When we began our examination of automated record-keeping operations, we expected that we could leave out entirely data systems maintained exclusively for statistical reporting or research. We were mindful that in the mid-1960's a series of proposals4 to establish a national statistical data center had alerted the public to some of the dangers inherent in computer-based record-keeping operations. We also knew that the Freedom of Information Act contains no clear statement of Congressional intent with respect to the disclosure of individually identifiable data maintained for statistical reporting and research. We had assumed, however, that statisticalreporting and research data systems, by and large, would not contain data in personally identifiable form, and that if they did, the anonymity of individual data subjects would be protected by specific statutory safeguards. We were not prepared for the discovery that in many instances files used exclusively for statistical reporting and research do contain personally identifiable data, and that the data are often totally vulnerable to disclosure through legal process. This holds for data in Federal agency files as well as for data in the possession of State agencies and private research organizations.
Changes in social policy, which computer technology has to some extent facilitated, are in large part responsible for the existence of unprotected statistical-reporting and research files. Since the late 1950's, the Federal Government has been distributing increasingly large sums of money to the States on the basis of formulas that take account of special population characteristics. The recipient State governments, in turn, have been redistributing this money among their own political subdivisions, using grant-in-aid formulas that tend to generate new requirements for statistical data about people at nearly every level of government. Often coupled with these grants, moreover, have been planning requirements demanding highly detailed information about the populations of small geographic areas.

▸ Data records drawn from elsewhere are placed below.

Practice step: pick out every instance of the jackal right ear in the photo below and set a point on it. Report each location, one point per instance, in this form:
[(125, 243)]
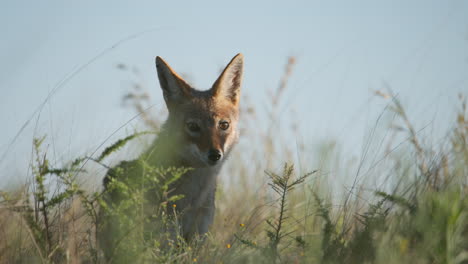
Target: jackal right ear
[(174, 87)]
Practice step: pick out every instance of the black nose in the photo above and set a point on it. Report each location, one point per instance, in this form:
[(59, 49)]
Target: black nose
[(214, 155)]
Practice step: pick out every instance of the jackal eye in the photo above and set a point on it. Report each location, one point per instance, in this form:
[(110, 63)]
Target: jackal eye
[(193, 127), (224, 125)]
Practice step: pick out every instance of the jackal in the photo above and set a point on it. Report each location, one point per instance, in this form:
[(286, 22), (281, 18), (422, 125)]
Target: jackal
[(199, 133)]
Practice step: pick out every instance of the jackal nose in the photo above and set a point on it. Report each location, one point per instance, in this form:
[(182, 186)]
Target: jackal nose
[(214, 155)]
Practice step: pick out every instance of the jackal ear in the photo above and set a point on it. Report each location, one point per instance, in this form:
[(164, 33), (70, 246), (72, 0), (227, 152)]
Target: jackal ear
[(173, 86), (229, 82)]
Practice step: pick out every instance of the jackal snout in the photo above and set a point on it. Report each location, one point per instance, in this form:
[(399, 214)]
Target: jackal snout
[(214, 155)]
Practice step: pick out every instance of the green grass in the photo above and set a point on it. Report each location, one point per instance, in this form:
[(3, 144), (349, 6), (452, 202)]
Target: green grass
[(421, 216)]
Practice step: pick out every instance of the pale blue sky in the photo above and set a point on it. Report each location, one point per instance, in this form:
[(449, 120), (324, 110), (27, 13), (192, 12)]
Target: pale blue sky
[(345, 49)]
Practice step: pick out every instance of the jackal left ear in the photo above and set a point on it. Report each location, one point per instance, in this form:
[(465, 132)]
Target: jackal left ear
[(174, 87), (229, 82)]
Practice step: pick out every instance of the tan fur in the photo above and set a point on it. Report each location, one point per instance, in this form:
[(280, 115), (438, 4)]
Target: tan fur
[(193, 136)]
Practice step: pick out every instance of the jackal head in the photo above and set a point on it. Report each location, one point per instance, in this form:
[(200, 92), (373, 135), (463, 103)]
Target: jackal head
[(203, 123)]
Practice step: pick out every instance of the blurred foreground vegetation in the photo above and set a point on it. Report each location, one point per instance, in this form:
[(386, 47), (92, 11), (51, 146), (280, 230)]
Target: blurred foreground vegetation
[(284, 215)]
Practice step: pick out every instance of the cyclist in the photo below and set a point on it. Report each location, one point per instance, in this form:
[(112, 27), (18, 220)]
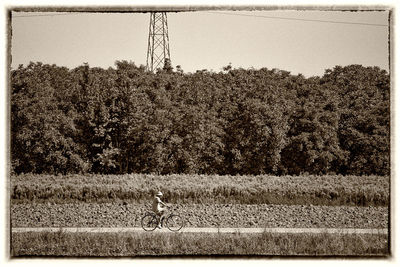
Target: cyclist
[(159, 207)]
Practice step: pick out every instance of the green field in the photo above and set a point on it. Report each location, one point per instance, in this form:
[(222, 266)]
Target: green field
[(175, 244), (263, 189)]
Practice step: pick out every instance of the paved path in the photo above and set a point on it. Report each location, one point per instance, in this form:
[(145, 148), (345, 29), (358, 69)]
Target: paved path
[(203, 230)]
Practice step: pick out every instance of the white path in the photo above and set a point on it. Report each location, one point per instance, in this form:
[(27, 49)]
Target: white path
[(203, 230)]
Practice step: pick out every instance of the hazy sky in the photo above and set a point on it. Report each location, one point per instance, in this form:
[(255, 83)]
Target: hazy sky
[(207, 40)]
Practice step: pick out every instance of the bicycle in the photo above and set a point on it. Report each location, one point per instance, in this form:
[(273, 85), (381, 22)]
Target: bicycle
[(174, 222)]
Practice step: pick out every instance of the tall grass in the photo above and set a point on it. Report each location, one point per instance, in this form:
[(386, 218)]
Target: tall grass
[(263, 189), (156, 244)]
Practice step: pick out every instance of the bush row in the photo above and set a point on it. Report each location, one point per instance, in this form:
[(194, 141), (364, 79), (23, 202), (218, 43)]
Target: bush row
[(263, 189)]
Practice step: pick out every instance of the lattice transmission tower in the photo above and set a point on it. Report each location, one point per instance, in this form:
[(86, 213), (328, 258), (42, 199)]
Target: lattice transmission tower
[(158, 54)]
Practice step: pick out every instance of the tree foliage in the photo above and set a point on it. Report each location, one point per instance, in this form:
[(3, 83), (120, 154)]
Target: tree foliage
[(237, 121)]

Program evaluation requirements, first levied on grant-in-aid recipients by Federal agencies and later explicitly written into some of the agencies' authorizing legislation, have been a further stimulus to the proliferation of statistical-reporting and research files containing data about people. From their initial emphasis on simple input accounting (how much was spent, by whom, for what purpose, on how many people, with which characteristics), evaluation studies have rapidly come to focus on measuring program effects.5 Because effects measurement usually requires before-andafter data on program participants, it has become necessary to preserve individual identities in evaluation research files. Interest in the specific events and processes that may account for changes in participant behavior over time has also grown along with interest in output measurement. Many of the factors that account for a participant's behavior are so subtle that they can only be isolated if records of people's movements and experiences are kept over an extended period.
A third factor that has enlarged the number of data files containing information about identifiable individuals is the broad support given to fundamental research in the social and biomedical sciences. In fact, files for research in these two areas may be the most numerous of all, and they exist in a variety of settings. Many such files are coming into the possession of government agencies as a consequence of contract arrangements that make agencies the proprietors of data generated in government-supported research and demonstration projects. Not all of these files contain information that identifies individual data subjects, but of those that do, the ones dealing with controversial social and political issues are particularly vulnerable to misuse in the absence of specific statutory safeguards.